Ils s’en rapprochent, vous avez raison. Ils me rappellent les premiers prophètes. Quand Samuel crée l’école, on leur enseigne de savoir crier sur la place publique. Mais, aujourd’hui, allez sur la Place de la Liberté et mettez-vous à crier, ce n’est pas possible. Isaïe courait nu dans les rues de Jérusalem, pour rameuter les foules puis se rhabillait et faisait son discours. Jésus chassait les marchands avec son bâton. Aujourd’hui, nous sommes envahis par les informations, les radios, les télévisions. Et quelqu’un doit nous lancer à la figure : on vous ment. Qui es-tu ? Peu importe qui je suis. Comme ce chinois qui a dénoncé la pandémie à Wuhan. Comme Angela Davis, pendant la guerre du Vietnam.
Et vous ?
Moi non… J’ai un livre à vendre ! (rires)
Quel est l’état de la tolérance après cette crise du Covid en France ?
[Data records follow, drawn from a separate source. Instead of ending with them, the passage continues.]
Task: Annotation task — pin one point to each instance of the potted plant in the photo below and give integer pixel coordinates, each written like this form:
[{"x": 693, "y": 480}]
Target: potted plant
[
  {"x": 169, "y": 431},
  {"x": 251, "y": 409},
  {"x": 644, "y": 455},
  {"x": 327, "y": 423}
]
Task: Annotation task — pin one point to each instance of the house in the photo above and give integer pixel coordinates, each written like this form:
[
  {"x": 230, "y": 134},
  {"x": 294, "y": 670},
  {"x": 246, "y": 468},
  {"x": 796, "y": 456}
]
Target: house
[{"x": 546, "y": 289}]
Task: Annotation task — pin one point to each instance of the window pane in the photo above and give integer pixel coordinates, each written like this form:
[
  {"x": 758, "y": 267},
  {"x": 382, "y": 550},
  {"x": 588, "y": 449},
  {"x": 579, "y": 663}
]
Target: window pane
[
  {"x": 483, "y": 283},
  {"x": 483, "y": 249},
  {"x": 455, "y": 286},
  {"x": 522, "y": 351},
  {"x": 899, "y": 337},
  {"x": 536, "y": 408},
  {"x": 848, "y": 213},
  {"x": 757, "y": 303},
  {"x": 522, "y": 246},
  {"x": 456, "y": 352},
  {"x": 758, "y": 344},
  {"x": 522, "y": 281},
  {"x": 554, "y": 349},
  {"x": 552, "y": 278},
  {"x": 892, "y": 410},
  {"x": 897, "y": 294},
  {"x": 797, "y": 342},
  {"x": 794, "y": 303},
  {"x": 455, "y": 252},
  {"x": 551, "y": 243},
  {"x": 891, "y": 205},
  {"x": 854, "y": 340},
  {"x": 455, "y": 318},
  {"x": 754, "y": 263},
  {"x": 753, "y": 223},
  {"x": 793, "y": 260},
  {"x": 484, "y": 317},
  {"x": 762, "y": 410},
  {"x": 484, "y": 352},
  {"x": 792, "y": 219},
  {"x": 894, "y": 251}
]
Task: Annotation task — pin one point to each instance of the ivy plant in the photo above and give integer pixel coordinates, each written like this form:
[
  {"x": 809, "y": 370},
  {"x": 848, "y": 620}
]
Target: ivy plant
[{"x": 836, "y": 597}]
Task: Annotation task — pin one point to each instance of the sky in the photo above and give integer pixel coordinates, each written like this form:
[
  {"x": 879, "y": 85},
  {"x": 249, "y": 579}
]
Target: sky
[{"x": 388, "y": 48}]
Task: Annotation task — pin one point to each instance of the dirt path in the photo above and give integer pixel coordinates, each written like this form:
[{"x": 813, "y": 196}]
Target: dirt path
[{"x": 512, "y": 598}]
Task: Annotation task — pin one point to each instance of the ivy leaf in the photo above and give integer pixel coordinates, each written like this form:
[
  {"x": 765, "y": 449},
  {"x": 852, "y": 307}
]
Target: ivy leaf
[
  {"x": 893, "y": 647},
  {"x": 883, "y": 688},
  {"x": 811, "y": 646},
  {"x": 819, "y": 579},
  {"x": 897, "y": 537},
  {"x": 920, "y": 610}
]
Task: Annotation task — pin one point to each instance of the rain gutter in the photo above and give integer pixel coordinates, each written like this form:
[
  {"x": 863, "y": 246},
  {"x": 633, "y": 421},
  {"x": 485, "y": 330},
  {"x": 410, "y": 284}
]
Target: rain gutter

J’aime dire que le XXIe siècle commence aujourd’hui. Un siècle, ce n’est pas le calendrier, c’est une autre histoire qui commence. On est en train de raccommoder le monde et un monde nouveau s’ouvre à nous. Cent-vingt-quatre américains ont déjà payé leur voyage pour passer un week-end sur la lune, c’est incroyable. Nous rentrons dans un monde où nous n’aurons pas besoin de savoir écrire, nos téléphones portables feront tout à notre place. Mais comme toute naissance, ça passe par la douleur. Il y a 5782 ans, le calendrier juif a commencé par le déluge : un monde ancien est liquidé, un nouveau commence. Comme Noé, nous sommes en train de construire une arche pour ceux qui vont survivre, pas seulement à la pandémie, mais à ces changements brusques de nos habitudes. Les plus malins, peut-être vous et moi, allons déposer nos valises dans l’arche jusqu’à ce qu’elle nous dépose sur le mont Ararat. A son arrivée, Noé lance un corbeau, qui ne revient, puis une colombe qui revient avec un rameau d’olivier. Le monde est apaisé, il y a de la place pour tout le monde, sans misogynie, sans racisme. Nous sommes en train de préparer ça, mais ça peut prendre cinquante ans. Les pressés sortiront de l’arche et mourront dans des guerres fratricides. Jean Delumeau, dans « La peur en occident » nous dit que, quand la peste a liquidé la moitié de la population française, on a cherché des boucs émissaires : on a brûlé des juifs, tué des sorcières car c’était des femmes, comme dans « Hamlet », où c’est la femme qui annonce la malédiction, puis les invalides, les bossus comme « Notre Dame de Paris ». On cherche toujours un responsable. On a mal, on appelle maman. Quand on n’en a plus on appelle Dieu. Mais il ne répond pas. Alors on trouve un responsable et on le tue. Il se peut que nous soyons à l’aube d’une guerre civile. Mais certains essaient de l’accélérer, comme Zemmour. Moi je propose plutôt l’arche. Mais je ne suis pas un prophète, je ne suis qu’ « Humain, trop humain ».